依頼する会社が決定したら内装工事契約を結びます。契約の際に注意すべき点を見ていきましょう。

まず追加工事や別途工事があいまいなまま判を押しては絶対にいけません。後から足りないものが出てきた際に、思わぬ形で追加費用を請求されることになりかねません。また竣工後のサポートにも目を配りましょう。アフターフォローや保証期間の記載がされているのかチェックしてください。

内装工事契約はしっかりと確認しておかなければ、後々思わぬトラブルになりかねません。オープンが迫っているからと焦らずにし、必要であれば事前に専門家に相談するようにしましょう。

3-5 工期中

内装工事契約書にサインをするといよいよ着工です。

工期中は必ず時々現場に行くようにしましょう。内装工事は設計書に全て描かれているのではなく、素材の色や塗装の仕上がりのように現場で調整していくものも多くあります。出店者が現場に出ることを怠れば、現場の判断で細かい仕様を決定していくことになるのです。そうなると完成した時に思ってたのと違うとなり、納得できないままオープンを迎えることになりかねません。

3-6 竣工・引渡し

内装工事が終了したら竣工検査に立ち会い、引き渡しを完了しましょう。床や壁などに汚れや傷がないか、水道・ガス・電気といった設備面や什器の使い勝手に問題がないかをチェックしていきます。残工事、駄目工事、追加工事がある場合はスケジュールや支払いを確認していきます。

お店の営業に必要なもの全てに問題がないことを確認し、書類にサインをしたら引き渡しが完了し、あとはオープンに備えるだけです。

4. 内装工事の費用

内装工事を行う上で一番気になるのは、やはりお金の話ではないでしょうか。数百〜数千万円規模で動くので、お金の流れを理解しておかなければ、損をしてしまうことになりかねません。正しいお金の使い方を学んでいきましょう。

4-1 内装工事費の決まり方

内装工事では「とりあえず見積をだしてください」という問い合わせが本当に多くあります。どれくらいの金額になるのかを知りたいという出店者の気持ちはわかりますが、内装工事会社にとっては非常に難しい注文なのです。
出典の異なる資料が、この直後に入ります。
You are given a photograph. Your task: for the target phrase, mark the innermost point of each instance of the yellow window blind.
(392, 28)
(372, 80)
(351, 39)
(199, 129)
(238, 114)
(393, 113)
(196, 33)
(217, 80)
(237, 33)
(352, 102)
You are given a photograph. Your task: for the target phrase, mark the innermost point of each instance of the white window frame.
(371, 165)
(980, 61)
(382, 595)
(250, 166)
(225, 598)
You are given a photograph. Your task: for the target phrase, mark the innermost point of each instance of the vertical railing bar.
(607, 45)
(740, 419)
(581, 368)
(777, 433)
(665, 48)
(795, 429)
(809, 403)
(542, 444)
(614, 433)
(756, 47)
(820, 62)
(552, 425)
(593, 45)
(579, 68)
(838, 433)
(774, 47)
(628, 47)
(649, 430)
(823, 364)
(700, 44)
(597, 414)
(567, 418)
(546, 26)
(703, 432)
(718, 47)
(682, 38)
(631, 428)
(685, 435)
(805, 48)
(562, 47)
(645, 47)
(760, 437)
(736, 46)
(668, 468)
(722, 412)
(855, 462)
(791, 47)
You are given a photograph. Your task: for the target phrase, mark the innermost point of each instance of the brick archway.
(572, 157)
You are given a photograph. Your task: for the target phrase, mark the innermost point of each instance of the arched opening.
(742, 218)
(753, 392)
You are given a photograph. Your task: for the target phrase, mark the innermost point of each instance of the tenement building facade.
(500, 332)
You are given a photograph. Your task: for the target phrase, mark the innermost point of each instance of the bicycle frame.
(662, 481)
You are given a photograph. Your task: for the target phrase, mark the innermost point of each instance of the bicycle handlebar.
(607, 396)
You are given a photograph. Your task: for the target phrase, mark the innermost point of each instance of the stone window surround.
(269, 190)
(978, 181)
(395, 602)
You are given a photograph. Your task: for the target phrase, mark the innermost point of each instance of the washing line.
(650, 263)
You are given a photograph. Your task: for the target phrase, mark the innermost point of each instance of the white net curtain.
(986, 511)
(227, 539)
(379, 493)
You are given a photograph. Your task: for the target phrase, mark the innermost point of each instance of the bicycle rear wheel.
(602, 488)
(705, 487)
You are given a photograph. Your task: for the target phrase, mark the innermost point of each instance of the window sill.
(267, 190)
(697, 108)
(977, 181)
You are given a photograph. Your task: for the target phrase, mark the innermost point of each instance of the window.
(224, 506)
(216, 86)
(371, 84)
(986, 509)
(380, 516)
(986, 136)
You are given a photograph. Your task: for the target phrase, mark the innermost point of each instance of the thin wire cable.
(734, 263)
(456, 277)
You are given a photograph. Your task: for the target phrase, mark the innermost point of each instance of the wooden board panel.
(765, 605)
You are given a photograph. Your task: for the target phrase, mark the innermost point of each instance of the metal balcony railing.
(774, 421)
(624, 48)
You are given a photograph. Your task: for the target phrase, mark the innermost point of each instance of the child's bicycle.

その理由は店舗は一件ずつオーダーメイドで作られるからです。内装工事は使用する材料や工法の組み合わせが無限に存在します。出店者の求めるグレードによってどの組み合わせを選ぶか異なるため、工事金額にも大きな差が生まれるのです。

予算を言わずに依頼すると内装工事会社が、「これくらいの金額なら出店者も納得するだろう」という金額を決め打ちしなければならず、出店者からしたら思ったより高いということになりがちなのです。

4-2 予算の作成

内装工事では、正しい予算を定めていくことが非常に大切です。

予算を決めないまま計画を進めてしまうと、いざ見積が出てきた際に金額感が合わないということもありえます。そうすると内装工事会社に再度プランを提案してもらう必要が生じて、時間も人件費も余計にかかってしまうのです。

内装工事費は最低限必要な設備や機能面での費用と意匠デザイン面での費用で構成されています。予算がない場合は意匠デザイン面を削っていくことが必要になります。

また、多少デザイン性を求める店舗の場合、平均で物販店は坪40-50万円、飲食店は坪60-80万円程度ですので、それくらいの金額を予算の目安とすると良いでしょう。坪単価は広さによって大きく異なってきますので、あくまで参考値としてください。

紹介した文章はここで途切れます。